A good reminder that at the end of the day all this CS stuff is just ones and zeros in a chip.


This is the computing I fell in love with back in the 80s/90s, when I could realistically understand most, if not all about a given computer (that applies mostly to 80s computers).

Nothing wrong with the stuff we do today, but I think some of the "magic" of fully mastering a computer and seeing all those raw commands executing at lightning speed (relatively speaking!) was lost.


Its not lost, Its now microcontroller/arduino programming. Its a lot of fun to write code for something so direct to the hardware. There is no OS, no security, no multi tasking. You just write a bit to a certain memory address linked to a pin and motor go brrr.


Sometimes I think the higher end embedded chips are even more fun, because you have an FPGA with shared memory to the processor and tons of IO pins. You can do some truly ridiculous things, including emulating other processors in the fpga fabric hehe.


I haven't tried FPGAs yet, just doing basic AVR programming with GCC-AVR and avrdude. Do FPGAs have an open source/hobby community around them like AVR does? I have heard bad things about FPGA companies being old fashioned/secretive.


It's true that the FPGA vendors are very secretive, often to the point of requiring NDAs for access to datasheets and toolchains.
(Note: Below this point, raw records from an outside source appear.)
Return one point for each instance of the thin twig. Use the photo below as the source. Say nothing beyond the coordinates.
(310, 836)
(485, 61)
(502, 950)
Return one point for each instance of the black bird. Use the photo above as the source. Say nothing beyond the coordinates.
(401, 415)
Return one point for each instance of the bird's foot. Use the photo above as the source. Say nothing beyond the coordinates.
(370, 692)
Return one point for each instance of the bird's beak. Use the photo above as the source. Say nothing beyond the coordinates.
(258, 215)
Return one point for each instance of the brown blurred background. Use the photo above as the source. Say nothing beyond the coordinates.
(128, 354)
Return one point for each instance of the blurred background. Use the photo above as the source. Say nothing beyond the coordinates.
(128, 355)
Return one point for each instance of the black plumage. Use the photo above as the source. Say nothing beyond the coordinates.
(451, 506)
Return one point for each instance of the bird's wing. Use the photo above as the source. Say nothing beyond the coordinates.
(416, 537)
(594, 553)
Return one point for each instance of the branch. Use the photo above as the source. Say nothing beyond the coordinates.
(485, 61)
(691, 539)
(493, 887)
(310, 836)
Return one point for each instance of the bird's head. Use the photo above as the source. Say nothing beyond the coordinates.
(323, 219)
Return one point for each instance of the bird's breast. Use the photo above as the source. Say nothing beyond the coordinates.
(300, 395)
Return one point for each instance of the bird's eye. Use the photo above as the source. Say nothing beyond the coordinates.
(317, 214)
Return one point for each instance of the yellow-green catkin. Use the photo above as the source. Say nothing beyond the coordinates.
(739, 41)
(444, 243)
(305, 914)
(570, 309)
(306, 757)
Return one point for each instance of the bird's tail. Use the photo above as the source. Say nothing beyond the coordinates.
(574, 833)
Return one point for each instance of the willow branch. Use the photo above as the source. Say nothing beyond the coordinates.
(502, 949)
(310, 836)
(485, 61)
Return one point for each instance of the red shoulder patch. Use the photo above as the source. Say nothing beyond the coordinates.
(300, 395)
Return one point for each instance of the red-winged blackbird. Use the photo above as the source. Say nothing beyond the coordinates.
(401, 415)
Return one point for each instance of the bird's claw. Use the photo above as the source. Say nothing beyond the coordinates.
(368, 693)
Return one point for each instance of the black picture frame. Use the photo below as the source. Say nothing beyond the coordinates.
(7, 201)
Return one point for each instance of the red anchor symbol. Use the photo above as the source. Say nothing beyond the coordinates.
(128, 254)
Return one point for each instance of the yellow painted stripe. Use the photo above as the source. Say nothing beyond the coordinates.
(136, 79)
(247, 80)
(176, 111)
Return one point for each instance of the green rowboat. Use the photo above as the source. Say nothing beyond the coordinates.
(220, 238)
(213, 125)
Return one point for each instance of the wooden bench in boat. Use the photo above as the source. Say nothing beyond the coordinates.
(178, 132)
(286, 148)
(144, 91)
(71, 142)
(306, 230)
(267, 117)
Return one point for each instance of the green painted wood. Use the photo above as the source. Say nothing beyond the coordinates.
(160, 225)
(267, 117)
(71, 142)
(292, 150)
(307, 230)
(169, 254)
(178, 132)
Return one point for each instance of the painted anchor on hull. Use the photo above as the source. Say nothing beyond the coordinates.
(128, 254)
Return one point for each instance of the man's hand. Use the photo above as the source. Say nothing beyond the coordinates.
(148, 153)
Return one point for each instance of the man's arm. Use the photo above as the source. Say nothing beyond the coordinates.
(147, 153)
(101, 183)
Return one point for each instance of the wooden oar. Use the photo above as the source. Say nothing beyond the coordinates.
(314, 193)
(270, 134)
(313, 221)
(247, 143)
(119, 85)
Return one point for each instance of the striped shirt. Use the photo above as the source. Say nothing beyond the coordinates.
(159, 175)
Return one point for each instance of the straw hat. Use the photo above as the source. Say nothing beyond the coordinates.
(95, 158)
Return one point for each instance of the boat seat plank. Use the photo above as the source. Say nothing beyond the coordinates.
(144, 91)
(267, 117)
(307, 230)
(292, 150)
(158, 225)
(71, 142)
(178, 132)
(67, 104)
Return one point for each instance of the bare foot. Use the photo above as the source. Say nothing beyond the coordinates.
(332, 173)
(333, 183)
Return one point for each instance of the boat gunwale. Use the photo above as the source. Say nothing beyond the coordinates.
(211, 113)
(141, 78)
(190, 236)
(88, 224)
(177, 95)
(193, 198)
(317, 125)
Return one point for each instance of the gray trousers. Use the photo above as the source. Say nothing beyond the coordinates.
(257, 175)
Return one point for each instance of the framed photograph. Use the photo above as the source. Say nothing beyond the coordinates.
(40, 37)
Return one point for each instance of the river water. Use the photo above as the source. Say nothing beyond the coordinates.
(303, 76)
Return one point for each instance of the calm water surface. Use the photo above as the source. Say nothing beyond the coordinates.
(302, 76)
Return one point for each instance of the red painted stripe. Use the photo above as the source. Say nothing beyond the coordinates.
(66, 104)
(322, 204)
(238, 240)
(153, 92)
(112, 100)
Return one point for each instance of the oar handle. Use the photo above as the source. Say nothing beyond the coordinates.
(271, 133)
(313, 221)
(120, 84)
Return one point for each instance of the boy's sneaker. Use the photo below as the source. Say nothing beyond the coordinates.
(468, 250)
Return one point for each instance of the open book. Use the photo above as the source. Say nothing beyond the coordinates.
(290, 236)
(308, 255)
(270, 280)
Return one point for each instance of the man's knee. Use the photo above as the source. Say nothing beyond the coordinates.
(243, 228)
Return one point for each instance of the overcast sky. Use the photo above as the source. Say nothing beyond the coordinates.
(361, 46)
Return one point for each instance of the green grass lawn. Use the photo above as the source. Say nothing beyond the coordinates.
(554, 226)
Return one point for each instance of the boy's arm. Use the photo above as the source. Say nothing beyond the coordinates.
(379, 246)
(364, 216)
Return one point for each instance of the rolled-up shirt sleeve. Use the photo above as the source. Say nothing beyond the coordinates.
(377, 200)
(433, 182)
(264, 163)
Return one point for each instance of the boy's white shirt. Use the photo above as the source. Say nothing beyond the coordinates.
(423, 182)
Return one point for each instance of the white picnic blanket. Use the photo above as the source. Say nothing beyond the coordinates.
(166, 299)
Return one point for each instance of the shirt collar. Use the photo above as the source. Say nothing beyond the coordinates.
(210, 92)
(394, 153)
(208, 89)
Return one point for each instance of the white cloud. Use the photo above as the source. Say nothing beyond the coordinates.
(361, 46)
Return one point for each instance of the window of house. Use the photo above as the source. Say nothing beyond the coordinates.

There is open source tooling for some FPGAs and a fairly small but very helpful community around it.

Yosys, IceStorm, SymbiFlow, and nmigen are the major projects in the space that I'm aware of.


> Nothing wrong with the stuff we do today, ...

Nothing? There are quite a lot of things if you ask me. As much as things are more complicated out of necessity they are also more complicated for completely unnecessary reasons too.


Sends me back to programing a PDP-11/40 around 1972. Managed to get a lunar lander program to work, although the console was a teletype (not a cool video screen)


You can get an 8-bit MCU if you want to explore that aspect. Modern embedded programming is often on a similar low level, and even on 32-bit MCUs you’re still poking registers and directly accessing memory with no protection. You want to display something on a screen, you can just get yourself a TFT display, write the driver yourself and send a good old fashioned byte array via SPI or parallel. Meanwhile just sending pixels to the screen on a modern PC is not at all straightforward, unless you use a library abstracting everything from you.


I recommend a 32-bit MCU like the Atmel AVR32 instead of 8 bit. The 32-bit ones aren't conceptually any more complicated. In fact, 8-bits adds a lot of complexity in doing arithmetic and updating registers with multiple single-byte writes.

Typical AVR32s give you 32 bits, 33 MHz RISC for $12. That would have been a decent workstation in 1990.


Depends what you want to do.

8 bit microcontrollers have the advantage that most of them are 5V devices vs 3.3V on the 32 bit ones and can also sink and source more current on their pins allowing you more flexibility to hook them up directly to USB Power or LEDs or motor drivers without conversion and from my experience are less sensitive to being bricked or inconsistent behavior from non ideal voltages applied to their pins.


I had the experience you describe playing around with a z80 and asm.

You can freeze the CPU with one pin, single step the whole CPU, etc.

Or things like swapping memory banks, doing something, then swapping it back and returning to the original codepath.

It's neat that it all fits in your head. You can, for any slice in time, walk through all the pin states, registers, memory locations, etc...and fully understand why they are all in the state they are.


Agreed. As much as we talk about how programming is manipulation of ideas...at the end of the day it is a very physical process too. You are manipulating actual physical things in this world. This is a fascinating concept to think about. Programming is physics.


https://news.ycombinator.com/item?id=20264848 stage0 is a bootstrapping project aimed to make the link from machine code to high level languages more understandable.


What is neat about these demonstrations is how it illustrates that a computer is just a bunch of switches. Computers got better because they were able to jam more switches into a smaller area.


You can use Forth and switch between low and high level on demand. CollapseOS is being rewritten in Forth.